In the African context, the high incidence of non-compliance with regional norms remains a major issue.4 The routine disregard of organisational norms and the pervasive delay in attaining key integration targets and goals have pushed to the fore the need to pay attention to the specific factors undercutting commitment. The peculiarity of the multilevel governance structure of African integration suggests the importance of devising suitable measures for ensuring compliance. In this regard, the compliance milieu in Africa is defined by national, sub-regional and continental structures that in theory should be collaborative but in most cases are competitive and working at cross purposes. The lack of clear and workable harmonisation frameworks at the sub-regional and continental levels is, therefore, a major impediment.5 Underlining this lack of coordinative engagement are other factors such as the non-conferral of requisite authority to regional institutions, little or no technical capacity at national and/or regional institutions, vagueness of treaty language on enforceability and the lack of political will to comply.6 These obstacles thus require a concerted approach that re-evaluates the modus of interface between stakeholders and the normative principles governing the African integration process. In other words, the terms of engagements have to be reframed in order not only to take into account the peculiarities of the African integration process but also make compliance less complicated.

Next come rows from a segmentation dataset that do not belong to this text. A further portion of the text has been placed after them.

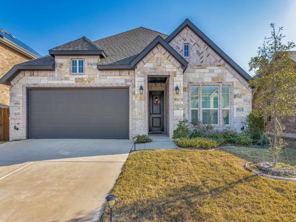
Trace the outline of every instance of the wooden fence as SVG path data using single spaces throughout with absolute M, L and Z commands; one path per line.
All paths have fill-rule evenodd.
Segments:
M 0 107 L 0 140 L 9 140 L 9 108 Z

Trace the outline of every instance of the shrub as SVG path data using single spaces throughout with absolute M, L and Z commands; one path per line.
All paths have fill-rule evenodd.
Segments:
M 266 124 L 262 113 L 258 111 L 252 111 L 246 118 L 246 128 L 243 133 L 250 137 L 254 141 L 257 141 L 264 131 Z
M 136 143 L 144 143 L 152 141 L 152 139 L 147 134 L 142 135 L 137 134 L 136 137 L 137 137 L 137 140 L 136 142 Z
M 257 142 L 261 146 L 266 147 L 269 147 L 271 145 L 271 142 L 272 139 L 271 136 L 266 134 L 265 133 L 260 132 L 259 138 L 257 140 Z
M 221 132 L 216 132 L 209 134 L 211 139 L 223 141 L 224 143 L 249 145 L 252 144 L 252 140 L 246 135 L 235 131 L 225 130 Z
M 190 138 L 206 137 L 207 135 L 205 132 L 200 129 L 194 129 L 189 136 Z
M 177 128 L 173 131 L 173 139 L 186 137 L 191 132 L 188 126 L 188 120 L 180 120 L 177 126 Z
M 207 149 L 215 148 L 218 145 L 213 140 L 200 137 L 181 138 L 177 140 L 176 143 L 179 147 L 192 147 Z
M 253 142 L 253 140 L 246 135 L 239 134 L 235 144 L 238 145 L 250 146 Z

In addressing the foregoing, this article starts with a discussion on the nature of adherence with transitional norms in Africa by looking at the theoretical context and challenges obfuscating effective compliance. It then proceeds to examine the specific measures that should guide the reframing of the operational paradigm of compliance in Africa. It ends with a brief conclusion.

THE NATURE OF COMPLIANCE WITH REGIONAL NORMS IN AFRICA Compliance Theories

There are a number of theories underpinning compliance with international law. For the purpose of this article, only three of such theories will be briefly discussed. These are the rational choice, the managerial and the legitimacy theories.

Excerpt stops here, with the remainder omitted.